Die größte Parallele, die Chevy Stevens' Thriller gemein haben, ist Erzählstil und -perspektive. Wir erleben ein Wiedersehen mit der Therapeutin Nadine, die schon in Still Missing die ewig stumme "Beisitzerin" der Monologe der Protagonistin war. Auch dieses Mal beschreiben die einzelnen Kapitel die 24 Therapiesitzungen, in denen Sara Nadine das Geschehen erzählt, allerdings hier während es geschieht und nicht, wie im ersten Werk, nachdem. Auch dieses Mal gibt es widersprüchliche Gefühle für den Täter, sucht Sara doch eigentlich ihr ganzes Leben schon nach einer Vaterfigur, die sie letztlich in einem brutalen Serienkiller- und vergewaltiger findet, der - wie sollte es auch anders sein - als Neunjähriger von seiner Mutter verlassen und von seinem eigenen Vater zu "Lernzwecken" regelmäßig im Wald ausgesetzt oder zur Abwechslung verprügelt wurde. Durch die Schilderungen des harmonischen Familienlebens mit ihrem Verlobten Evan, ihrer Tochter Ally und ihrem Hund Elch, schafft die Autorin angenehme Erholungsphasen für den Leser, nur um ihn sogleich wieder mit in den Abgrund zu reißen, wenn John droht einen weiteren Mord zu begehen, sollte Sara sich weigern mit ihm zu telefonieren oder ein Treffen ausschlagen.

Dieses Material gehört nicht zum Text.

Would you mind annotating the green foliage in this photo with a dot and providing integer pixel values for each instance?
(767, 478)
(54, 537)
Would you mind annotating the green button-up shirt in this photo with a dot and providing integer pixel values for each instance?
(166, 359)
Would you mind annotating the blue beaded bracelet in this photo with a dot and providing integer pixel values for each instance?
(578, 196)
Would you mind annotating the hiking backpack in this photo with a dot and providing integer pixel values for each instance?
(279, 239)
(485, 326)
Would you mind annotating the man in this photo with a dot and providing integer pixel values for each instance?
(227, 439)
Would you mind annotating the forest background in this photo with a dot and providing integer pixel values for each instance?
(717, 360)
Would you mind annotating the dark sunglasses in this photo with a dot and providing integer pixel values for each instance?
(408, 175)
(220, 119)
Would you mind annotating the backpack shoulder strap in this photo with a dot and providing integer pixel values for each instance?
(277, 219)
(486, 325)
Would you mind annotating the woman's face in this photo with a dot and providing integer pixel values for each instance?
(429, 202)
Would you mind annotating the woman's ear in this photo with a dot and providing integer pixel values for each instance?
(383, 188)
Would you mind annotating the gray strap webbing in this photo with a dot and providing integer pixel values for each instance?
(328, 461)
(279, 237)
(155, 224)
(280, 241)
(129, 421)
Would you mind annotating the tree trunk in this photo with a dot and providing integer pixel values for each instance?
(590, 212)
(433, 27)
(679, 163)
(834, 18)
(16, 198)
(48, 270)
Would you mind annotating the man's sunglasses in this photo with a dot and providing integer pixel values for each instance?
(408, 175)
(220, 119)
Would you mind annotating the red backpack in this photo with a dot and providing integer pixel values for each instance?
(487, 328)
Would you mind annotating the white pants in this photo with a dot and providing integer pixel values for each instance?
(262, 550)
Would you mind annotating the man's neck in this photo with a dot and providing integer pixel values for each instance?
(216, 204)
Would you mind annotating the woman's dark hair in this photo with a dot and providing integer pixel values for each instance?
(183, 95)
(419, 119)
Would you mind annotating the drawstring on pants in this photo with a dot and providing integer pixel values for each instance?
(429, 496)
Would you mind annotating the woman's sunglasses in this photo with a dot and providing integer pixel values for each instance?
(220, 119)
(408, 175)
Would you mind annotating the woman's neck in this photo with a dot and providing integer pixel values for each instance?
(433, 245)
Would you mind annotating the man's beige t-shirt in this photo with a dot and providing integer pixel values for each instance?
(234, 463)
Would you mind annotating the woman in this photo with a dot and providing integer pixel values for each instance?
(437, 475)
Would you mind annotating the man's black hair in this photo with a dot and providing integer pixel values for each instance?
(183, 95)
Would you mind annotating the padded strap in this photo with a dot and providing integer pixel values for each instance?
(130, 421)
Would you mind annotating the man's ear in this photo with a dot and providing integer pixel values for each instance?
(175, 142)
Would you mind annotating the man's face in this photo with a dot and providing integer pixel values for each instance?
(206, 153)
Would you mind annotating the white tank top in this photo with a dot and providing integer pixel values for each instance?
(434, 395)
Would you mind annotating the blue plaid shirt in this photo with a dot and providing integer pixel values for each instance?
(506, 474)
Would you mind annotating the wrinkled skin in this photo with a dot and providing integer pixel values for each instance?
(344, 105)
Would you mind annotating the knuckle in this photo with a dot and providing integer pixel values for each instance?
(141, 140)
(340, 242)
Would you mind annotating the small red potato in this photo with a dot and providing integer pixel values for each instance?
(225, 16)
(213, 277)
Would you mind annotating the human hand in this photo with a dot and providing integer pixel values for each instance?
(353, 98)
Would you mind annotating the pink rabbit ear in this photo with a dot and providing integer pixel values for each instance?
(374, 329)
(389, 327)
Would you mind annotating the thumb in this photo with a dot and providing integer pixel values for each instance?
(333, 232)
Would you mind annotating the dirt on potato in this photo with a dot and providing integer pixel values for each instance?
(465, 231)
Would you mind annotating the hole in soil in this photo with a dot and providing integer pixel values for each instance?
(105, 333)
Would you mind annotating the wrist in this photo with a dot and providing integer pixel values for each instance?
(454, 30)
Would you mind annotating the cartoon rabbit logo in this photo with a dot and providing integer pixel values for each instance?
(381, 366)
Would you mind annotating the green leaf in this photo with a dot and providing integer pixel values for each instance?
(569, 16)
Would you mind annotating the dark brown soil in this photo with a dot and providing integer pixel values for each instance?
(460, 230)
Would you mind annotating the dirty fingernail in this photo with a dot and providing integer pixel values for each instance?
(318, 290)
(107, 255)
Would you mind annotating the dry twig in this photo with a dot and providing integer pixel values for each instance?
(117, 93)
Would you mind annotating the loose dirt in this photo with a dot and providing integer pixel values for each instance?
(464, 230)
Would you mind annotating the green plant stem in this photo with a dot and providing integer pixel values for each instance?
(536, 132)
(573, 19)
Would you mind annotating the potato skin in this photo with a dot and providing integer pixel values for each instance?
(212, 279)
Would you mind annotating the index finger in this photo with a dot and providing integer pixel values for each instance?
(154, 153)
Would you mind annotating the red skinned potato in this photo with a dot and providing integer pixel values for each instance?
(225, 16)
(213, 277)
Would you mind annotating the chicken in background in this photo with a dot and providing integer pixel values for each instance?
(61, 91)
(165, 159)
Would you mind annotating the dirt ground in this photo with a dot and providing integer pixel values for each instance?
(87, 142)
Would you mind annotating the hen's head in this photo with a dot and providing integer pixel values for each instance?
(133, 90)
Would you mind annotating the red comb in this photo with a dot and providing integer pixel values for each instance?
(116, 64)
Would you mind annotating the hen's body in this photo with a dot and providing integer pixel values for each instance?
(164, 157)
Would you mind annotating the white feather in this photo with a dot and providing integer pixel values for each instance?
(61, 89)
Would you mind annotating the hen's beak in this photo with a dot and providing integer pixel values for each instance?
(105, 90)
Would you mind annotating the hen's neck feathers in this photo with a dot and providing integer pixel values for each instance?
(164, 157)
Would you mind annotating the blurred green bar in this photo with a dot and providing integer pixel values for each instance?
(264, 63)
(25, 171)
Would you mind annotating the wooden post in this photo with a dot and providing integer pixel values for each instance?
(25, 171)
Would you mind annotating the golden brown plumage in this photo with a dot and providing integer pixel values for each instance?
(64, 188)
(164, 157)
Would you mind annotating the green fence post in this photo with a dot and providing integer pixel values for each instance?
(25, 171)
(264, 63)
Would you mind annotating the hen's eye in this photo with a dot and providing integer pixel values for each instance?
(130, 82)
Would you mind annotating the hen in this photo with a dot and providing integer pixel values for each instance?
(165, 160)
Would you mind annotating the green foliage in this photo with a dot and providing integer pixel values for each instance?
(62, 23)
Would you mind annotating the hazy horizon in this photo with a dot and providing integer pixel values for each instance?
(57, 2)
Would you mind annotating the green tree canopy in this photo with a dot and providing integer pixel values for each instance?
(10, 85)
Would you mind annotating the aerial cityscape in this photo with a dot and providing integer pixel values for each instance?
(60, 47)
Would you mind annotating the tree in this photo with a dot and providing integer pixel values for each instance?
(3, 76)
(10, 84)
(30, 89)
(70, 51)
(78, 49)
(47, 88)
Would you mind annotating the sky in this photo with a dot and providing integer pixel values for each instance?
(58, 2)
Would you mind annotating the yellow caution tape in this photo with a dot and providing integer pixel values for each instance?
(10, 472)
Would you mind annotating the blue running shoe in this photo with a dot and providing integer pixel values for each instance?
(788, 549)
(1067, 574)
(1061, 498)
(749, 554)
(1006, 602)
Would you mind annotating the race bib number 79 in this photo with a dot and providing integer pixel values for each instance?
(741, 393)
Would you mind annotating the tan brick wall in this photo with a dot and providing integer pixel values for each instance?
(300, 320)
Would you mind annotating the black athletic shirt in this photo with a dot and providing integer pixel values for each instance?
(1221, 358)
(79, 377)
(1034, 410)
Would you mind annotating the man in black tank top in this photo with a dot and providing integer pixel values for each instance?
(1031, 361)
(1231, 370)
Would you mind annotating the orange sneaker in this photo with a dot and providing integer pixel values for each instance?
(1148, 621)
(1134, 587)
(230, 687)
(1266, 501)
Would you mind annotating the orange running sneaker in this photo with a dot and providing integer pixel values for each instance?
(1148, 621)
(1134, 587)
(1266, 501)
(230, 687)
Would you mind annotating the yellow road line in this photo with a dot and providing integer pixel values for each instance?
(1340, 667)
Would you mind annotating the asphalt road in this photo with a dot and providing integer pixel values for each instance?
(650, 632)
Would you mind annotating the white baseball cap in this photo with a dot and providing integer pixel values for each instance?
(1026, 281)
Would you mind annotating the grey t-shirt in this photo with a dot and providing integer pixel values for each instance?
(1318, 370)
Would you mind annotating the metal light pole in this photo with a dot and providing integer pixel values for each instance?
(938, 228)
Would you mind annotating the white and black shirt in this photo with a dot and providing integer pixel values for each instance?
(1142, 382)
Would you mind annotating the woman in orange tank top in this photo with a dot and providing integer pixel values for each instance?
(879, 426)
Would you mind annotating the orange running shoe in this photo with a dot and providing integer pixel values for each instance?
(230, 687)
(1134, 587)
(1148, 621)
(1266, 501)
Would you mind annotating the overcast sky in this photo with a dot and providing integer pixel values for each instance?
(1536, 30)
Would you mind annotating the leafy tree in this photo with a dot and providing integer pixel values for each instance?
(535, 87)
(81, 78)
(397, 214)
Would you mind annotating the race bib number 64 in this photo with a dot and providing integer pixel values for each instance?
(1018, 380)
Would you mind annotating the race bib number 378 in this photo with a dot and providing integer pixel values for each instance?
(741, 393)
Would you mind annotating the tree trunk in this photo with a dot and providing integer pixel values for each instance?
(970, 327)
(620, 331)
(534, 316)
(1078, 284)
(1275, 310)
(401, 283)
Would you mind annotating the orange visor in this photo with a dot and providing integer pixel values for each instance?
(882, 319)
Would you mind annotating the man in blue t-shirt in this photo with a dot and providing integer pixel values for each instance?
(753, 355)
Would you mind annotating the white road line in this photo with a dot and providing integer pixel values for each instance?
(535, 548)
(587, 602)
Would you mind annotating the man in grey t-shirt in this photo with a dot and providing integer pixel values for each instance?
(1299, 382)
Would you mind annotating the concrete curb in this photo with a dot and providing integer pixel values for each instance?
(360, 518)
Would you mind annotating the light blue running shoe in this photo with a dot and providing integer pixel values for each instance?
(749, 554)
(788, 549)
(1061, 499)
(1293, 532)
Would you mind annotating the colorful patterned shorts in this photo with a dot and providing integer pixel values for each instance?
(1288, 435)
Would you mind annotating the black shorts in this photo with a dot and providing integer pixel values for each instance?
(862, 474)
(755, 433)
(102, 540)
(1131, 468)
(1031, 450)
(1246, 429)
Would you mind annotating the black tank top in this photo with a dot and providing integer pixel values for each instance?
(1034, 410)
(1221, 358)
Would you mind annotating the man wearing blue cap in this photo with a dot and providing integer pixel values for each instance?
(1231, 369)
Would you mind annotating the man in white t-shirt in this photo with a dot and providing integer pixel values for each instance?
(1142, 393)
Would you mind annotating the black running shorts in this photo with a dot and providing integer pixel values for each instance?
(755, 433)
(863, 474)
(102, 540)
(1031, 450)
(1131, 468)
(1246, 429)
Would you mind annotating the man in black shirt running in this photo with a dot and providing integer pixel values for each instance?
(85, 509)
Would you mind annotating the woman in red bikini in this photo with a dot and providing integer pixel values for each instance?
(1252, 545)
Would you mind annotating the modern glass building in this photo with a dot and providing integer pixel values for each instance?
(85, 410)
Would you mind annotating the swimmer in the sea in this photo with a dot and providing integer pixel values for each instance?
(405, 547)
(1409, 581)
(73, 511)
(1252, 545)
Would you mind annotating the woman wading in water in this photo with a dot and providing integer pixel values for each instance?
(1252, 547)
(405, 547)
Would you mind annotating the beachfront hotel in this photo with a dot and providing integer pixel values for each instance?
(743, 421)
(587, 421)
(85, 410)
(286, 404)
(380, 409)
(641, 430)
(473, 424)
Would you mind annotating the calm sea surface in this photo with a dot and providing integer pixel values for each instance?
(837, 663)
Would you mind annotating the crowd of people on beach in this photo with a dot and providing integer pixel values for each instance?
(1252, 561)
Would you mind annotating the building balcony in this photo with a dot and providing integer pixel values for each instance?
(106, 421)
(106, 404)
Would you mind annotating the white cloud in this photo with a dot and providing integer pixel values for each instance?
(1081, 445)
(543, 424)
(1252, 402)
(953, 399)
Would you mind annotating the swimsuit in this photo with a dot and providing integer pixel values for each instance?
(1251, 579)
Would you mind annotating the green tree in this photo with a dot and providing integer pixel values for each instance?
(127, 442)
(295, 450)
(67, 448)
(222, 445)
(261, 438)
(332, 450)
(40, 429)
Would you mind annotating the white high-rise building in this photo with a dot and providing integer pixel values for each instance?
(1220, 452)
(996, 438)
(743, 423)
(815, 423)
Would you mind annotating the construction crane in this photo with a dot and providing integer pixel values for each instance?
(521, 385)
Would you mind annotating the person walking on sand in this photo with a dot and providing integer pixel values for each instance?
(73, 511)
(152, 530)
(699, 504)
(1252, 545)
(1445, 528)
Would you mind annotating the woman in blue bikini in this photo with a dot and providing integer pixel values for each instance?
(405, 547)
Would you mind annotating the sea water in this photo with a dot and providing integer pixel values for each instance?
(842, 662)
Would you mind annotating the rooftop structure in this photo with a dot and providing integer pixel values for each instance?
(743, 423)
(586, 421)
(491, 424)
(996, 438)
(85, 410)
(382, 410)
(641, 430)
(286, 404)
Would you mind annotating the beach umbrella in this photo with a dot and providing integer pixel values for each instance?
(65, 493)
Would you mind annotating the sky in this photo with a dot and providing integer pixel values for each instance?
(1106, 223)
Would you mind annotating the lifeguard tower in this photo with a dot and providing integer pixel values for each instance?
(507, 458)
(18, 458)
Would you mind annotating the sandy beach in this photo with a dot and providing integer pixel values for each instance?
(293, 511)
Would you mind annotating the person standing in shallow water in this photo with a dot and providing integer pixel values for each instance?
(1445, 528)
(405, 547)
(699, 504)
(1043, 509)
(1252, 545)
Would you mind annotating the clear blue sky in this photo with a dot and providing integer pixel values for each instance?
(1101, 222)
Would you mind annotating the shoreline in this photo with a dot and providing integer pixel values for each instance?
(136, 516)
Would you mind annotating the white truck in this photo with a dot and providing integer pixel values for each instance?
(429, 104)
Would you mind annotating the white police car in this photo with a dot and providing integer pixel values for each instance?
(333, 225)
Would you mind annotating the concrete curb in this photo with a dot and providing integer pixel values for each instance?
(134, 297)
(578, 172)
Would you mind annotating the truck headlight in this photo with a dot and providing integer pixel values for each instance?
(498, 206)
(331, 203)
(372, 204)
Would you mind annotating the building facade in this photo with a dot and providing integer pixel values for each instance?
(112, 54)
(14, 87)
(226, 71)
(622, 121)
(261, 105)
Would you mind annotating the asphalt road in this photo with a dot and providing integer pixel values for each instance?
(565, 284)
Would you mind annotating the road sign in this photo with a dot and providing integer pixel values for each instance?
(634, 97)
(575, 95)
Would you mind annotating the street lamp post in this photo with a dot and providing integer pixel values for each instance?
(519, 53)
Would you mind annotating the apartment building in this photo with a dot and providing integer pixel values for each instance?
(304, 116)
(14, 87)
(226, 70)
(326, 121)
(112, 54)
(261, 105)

Stevens versteht es zu "erzählen", man hat alles genau vor Augen, fühlt mit Sara, findet Evan tatsächlich hinreißend und würde ihn auch heiraten wollen und möchte andererseits manchmal förmlich in das Buch springen und ihr helfen, sie aus diesem Horrortrip retten. Aber diesmal ist alles irgendwie ein wenig zu viel Rosamunde-Pilcher-like, ist alles ein bisschen zu viel Happy-ending, Evan ein wenig zu perfekt, Ally ein wenig zu nervig und die Ermittler ein bisschen zu viel Klischee. Bleibt zu hoffen, dass in diesem Fall hier nicht "aller guten Dinge drei" sind, und Chevy Stevens uns mit ihrem nächsten Psychothriller wieder zu überraschen weiß. Denn eine dritte Patientin dieser Art mag man Nadine nun wirklich nicht an den Hals wünschen.